「心を騒がせるな」
ヨハネ福音書14章1~11節 2021年5月2日
ヨハネ福音書はAD80年代頃、ユダヤ教から公式に異端視(偶像礼拝)されキリスト内外から激しい迫害が時に記されたと推察されている。激しい迫害に最中キリスト者を支え励ましたのがヨハネ福音書だと言われている。いや、試練の只中にある時にこそ聖書の御言葉がそそり立つのである。私たちの歩みべき道と命の真理が示される。
14章は17章まで続く主イエスの決別説教だと言われている。謂わば、主イエスの遺言である。まず、冒頭の主イエスの御言葉に留意したい。「心を騒がせるな。神を信じなさい。(ある英語訳は「信じ続けなさい」と訳す)。そして、私をも信じなさい。私の家には住むところがたくさんある。・・・場所を用意したら、戻ってきて、あなたがたをわたしのところに迎える。こうして、わたしのいる所に、あなたがたもいることとなる。わたしがどこへ行くのか、その道をあなたがたは知っている。」(1~4節)主イエスの御言葉は迫害にあったキリスト者に大きな勇気を慰めを与えたと思う。死を突く抜けてくる復活の光が差し込んでいるからだ。
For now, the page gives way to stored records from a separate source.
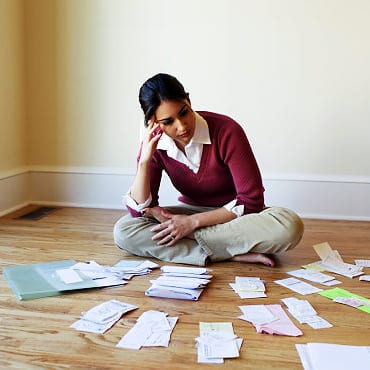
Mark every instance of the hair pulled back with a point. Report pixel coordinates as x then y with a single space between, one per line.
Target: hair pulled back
158 88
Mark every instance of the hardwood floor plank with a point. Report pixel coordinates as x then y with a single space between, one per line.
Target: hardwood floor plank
35 334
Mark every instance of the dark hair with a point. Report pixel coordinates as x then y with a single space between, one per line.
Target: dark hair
159 88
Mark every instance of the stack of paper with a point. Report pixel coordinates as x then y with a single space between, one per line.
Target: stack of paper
58 277
102 317
152 329
249 287
304 313
216 342
324 356
270 319
180 283
332 261
124 269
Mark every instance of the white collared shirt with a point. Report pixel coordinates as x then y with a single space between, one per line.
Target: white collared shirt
193 150
192 159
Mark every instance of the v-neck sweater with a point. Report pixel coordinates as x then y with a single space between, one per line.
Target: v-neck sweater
228 170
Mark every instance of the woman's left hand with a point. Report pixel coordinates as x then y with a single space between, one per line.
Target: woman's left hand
174 228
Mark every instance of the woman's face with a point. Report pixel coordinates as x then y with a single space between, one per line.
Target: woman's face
177 120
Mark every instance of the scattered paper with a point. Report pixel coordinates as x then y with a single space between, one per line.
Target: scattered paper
257 314
312 275
345 297
332 261
298 286
68 276
102 317
281 325
152 329
304 313
362 263
249 287
179 283
216 342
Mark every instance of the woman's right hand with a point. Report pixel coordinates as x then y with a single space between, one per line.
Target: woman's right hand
150 141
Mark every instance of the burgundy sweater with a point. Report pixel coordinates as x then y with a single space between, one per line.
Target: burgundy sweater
228 170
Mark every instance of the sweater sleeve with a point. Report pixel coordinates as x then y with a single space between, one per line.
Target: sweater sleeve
237 154
155 179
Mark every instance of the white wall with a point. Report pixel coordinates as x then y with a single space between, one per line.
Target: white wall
294 73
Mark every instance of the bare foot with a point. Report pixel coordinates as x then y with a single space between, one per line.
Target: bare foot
252 257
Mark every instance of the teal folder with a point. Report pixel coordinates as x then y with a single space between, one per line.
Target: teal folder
40 280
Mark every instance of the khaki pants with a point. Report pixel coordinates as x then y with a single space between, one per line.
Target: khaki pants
273 230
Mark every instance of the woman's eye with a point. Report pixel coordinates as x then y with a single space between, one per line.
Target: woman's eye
184 112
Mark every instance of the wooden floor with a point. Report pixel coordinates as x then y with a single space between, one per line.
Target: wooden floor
35 334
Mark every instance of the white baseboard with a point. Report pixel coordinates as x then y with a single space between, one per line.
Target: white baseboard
310 196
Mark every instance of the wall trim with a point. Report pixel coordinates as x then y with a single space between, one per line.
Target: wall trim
311 196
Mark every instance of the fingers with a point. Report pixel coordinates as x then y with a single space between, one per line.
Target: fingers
165 235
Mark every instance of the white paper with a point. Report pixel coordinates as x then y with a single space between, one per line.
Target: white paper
153 328
257 314
68 276
311 275
298 286
362 263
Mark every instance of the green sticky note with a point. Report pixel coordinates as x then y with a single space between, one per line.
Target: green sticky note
338 292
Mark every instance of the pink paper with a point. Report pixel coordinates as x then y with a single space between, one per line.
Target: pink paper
282 326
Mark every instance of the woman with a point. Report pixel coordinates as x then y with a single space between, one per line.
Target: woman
207 156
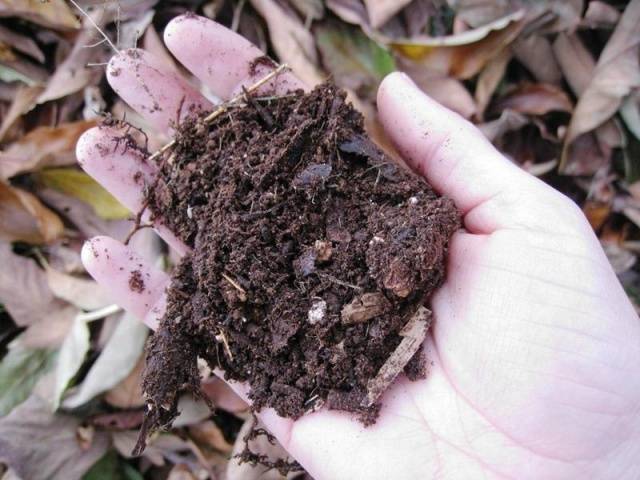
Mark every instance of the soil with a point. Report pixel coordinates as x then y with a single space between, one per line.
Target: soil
309 253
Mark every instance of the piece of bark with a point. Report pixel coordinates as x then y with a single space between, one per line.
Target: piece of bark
413 333
363 308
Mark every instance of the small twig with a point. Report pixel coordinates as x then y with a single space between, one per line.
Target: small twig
107 39
222 337
338 281
99 313
225 106
233 283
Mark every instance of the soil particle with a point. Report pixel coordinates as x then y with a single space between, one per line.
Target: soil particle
136 282
309 254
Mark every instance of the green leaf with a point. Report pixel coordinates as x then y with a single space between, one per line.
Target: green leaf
20 369
72 354
355 61
78 184
111 467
だが、トマスは自分の疑問点を主イエスに正直に告げる。もう一人の弟子フィリポも同様に分からないがあれば正直に尋ねる。彼ら二人の主イエスへの問いかけが実は神の御心を深く知る契機となるのだ。信仰とはそう平坦な道ではない。理解しがたいことが何と多いことか。人生はそう甘くない。でも数回で諦めてはいけない。数週間いや数年いや信仰は週十年のスパンなのである。主イエスに執拗に問い、祈り、格闘する覚悟は要る。トマスは「主よ、どこへ行かれるのか、私たちは分かりません」(5節)と問う。主イエスは「私は道であり、真理であり、命である。私を通らなければ、父のもとにいきことができない」(6節)と語る。」
Phillips訳は「I myself am the road...the truth and the life」と原文に近く訳す。「道、真理、命」そのものである主イエスを信じて生きて行きたい。フィリポも「主よ、私たちに御父をお示しください。そうすれば満足します」(8節)と問う。神を利用とする傲慢が暗示されている。だが、主イエスは「フィリポ、・・・私たちを見た者は(原文は完了形:He who has seen Me has seen the Father)は父と見たのだ。・・・私が父の内におり、父がわたしの内におられることを信じないのか。」(9、10節)と答える。
コロナ禍の中で「快適」「インスタント」「大勢」を闊歩して来た現代文明が今問われていないだろうか。真に畏れるお方を畏れ、「三密」を避け「心を騒がせるな」と語る主イエスに従って行きたい。